In [None]:
# Retrieval is the process of fetching relevant information from an external data source (like a document database or vector store) to help a language model generate more accurate, grounded, and context-aware responses.

In [None]:
from dotenv import load_dotenv
load_dotenv() # load environment variables

### Problem Statement

Retrieval is a critical step in RAG pipelines.
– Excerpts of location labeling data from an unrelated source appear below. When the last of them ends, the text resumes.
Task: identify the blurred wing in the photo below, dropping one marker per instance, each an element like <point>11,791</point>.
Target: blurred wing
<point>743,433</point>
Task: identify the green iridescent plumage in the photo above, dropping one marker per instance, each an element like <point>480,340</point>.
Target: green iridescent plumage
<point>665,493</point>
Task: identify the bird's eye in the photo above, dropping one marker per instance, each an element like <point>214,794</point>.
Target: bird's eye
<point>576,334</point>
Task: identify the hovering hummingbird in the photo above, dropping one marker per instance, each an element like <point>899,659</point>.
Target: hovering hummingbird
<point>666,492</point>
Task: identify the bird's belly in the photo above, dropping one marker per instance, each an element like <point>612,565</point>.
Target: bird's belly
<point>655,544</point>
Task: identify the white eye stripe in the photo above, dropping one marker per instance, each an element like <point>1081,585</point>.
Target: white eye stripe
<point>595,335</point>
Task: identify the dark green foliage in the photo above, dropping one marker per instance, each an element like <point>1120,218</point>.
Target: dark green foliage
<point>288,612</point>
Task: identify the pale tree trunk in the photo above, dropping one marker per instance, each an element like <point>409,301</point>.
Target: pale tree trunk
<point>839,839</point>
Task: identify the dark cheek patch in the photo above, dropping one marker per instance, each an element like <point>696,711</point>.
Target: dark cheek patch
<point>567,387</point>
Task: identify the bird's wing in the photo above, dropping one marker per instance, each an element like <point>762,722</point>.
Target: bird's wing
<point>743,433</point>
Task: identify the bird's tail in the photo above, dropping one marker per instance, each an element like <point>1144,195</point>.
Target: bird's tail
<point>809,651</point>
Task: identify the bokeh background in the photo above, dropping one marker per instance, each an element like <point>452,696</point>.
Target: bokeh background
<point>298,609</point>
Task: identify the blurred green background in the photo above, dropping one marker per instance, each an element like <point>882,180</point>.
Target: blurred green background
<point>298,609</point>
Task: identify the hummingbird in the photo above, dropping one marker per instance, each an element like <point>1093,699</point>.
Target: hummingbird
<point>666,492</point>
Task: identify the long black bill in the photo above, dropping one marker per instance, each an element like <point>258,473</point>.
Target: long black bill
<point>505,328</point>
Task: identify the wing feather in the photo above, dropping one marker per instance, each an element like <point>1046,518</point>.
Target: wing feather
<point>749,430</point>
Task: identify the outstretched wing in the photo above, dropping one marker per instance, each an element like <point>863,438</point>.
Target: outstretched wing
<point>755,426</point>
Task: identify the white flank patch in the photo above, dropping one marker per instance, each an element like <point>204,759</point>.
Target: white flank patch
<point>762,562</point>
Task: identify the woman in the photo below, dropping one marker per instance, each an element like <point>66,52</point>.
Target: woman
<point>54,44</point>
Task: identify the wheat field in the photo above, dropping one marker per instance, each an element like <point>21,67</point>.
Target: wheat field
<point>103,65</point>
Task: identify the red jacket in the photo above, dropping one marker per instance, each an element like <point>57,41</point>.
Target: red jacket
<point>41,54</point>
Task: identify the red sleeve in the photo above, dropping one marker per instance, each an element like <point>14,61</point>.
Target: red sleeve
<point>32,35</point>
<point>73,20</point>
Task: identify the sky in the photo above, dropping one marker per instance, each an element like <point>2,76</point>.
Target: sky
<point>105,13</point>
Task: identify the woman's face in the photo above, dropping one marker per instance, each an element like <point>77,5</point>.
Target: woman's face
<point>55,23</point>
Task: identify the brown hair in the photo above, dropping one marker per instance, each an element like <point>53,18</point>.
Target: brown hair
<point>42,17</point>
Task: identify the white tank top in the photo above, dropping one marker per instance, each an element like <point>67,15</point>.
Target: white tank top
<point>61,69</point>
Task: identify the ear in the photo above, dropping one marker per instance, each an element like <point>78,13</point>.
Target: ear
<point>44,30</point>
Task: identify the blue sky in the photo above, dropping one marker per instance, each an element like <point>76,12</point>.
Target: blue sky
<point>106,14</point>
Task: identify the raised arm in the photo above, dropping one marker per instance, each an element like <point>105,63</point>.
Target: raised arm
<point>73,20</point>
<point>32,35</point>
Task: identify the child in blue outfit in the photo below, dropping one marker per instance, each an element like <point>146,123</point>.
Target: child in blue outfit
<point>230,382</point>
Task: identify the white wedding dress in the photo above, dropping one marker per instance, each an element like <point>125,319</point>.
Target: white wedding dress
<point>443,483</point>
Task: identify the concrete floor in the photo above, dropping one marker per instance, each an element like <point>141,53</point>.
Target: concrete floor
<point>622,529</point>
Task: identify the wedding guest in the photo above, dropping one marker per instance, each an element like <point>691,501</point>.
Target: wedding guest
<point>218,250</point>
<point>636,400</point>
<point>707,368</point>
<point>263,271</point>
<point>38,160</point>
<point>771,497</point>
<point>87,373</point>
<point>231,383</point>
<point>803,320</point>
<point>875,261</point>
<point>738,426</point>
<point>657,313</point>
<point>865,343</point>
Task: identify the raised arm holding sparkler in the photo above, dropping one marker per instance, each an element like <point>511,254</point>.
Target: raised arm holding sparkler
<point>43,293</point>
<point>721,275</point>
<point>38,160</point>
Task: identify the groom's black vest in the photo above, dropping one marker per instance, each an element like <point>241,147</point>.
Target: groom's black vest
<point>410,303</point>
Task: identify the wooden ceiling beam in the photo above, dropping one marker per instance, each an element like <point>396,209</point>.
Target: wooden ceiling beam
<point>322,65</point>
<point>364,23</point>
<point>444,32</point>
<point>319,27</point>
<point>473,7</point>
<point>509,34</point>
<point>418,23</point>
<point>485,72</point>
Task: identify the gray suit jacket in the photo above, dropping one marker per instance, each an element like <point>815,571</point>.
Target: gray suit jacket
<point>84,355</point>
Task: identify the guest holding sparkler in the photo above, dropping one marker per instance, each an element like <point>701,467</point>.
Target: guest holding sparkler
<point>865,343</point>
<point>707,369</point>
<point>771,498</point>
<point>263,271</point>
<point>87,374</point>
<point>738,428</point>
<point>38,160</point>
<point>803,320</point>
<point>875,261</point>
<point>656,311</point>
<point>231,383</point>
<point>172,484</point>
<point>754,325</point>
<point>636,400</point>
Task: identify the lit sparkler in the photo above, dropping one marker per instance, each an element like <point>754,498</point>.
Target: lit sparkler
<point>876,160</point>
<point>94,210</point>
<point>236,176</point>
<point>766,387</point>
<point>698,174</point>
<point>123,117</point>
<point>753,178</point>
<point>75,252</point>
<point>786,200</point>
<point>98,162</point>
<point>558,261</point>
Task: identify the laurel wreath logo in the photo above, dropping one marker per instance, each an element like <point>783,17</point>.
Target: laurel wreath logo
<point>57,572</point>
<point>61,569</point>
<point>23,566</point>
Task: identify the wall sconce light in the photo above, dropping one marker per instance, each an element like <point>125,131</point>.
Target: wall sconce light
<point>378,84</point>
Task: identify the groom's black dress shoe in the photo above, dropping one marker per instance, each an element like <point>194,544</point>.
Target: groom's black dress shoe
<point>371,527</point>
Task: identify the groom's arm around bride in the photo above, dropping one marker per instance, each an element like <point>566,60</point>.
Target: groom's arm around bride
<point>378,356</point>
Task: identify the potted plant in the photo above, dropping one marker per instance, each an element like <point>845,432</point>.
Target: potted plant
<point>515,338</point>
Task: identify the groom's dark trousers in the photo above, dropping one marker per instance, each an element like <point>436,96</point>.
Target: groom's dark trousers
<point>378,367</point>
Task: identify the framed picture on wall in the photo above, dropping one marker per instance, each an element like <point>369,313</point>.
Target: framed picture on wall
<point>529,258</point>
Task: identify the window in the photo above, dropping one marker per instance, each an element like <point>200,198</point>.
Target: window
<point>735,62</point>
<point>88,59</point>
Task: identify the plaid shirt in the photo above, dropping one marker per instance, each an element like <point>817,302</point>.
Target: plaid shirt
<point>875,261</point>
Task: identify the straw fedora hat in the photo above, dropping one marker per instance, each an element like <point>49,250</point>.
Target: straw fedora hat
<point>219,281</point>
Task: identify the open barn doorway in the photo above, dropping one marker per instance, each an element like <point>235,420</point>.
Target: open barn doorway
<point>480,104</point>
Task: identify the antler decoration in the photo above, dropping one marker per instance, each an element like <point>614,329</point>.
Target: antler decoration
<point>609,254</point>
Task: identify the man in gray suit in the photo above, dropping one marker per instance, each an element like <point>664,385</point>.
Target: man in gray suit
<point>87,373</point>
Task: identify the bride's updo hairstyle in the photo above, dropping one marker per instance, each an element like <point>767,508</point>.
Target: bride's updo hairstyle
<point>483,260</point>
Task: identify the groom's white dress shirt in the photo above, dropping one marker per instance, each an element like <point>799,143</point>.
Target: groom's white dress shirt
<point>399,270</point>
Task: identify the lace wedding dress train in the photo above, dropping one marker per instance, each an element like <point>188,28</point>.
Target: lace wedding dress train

If the retriever fails to surface relevant documents, the generation stage will be starved of the context it needs — even if the answer exists somewhere in the data.

**Example:**

User query:
- “Can I bring my dog on the plane?”

Problem:
- The relevant document says: “Small pets are allowed in the cabin if kept in an airline-approved carrier.”
- The word “dog” never appears — only “pets” or “animals.”

Retrieval Failure:
- A naive retriever might not consider “dog” and “pet” semantically similar.
- The relevant document is not retrieved, even though it answers the question.

Result:
- The LLM, lacking the key passage, responds: “I couldn’t find any information about dogs on the plane.”
- Users perceive this as a model failure, but the real issue was the retriever’s blind spot.

### Strategy #1: Ranking

![Image](rsc/jupyter/rag-fusion.png)

**Idea**: Post-processing step where the initial set of retrieved documents is re-scored and re-ordered based on how relevant they are to the user’s query — typically using a more powerful model than was used during initial retrieval.

---

Three strategies that use this idea:
- **Re-Rank**: Score and reorder initially retrieved documents using a query-document relevance model (e.g., a cross-encoder).
- **RankGPT**: Use a language model itself to rank candidate documents by how well they answer the query — using generation and reasoning rather than embeddings.
- **RAG-Fusion**: Run multiple diverse queries (original + variations) through the retriever, then fuse the results for better coverage (we covered this in "query translation").

### Strategy #2: CRAG

![Image](rsc/jupyter/crag.png)

**Idea**: The language model identifies and corrects retrieval errors during generation — essentially giving itself a second chance if the first retrieval step was inadequate.

### Strategy #3: Self-RAG

![Image](rsc/jupyter/self-rag.png)

**Idea**: The language model itself actively critiques and improves its own retrieval process, often by reformulating the query, selecting better documents, or rerunning retrieval — all within a single inference loop.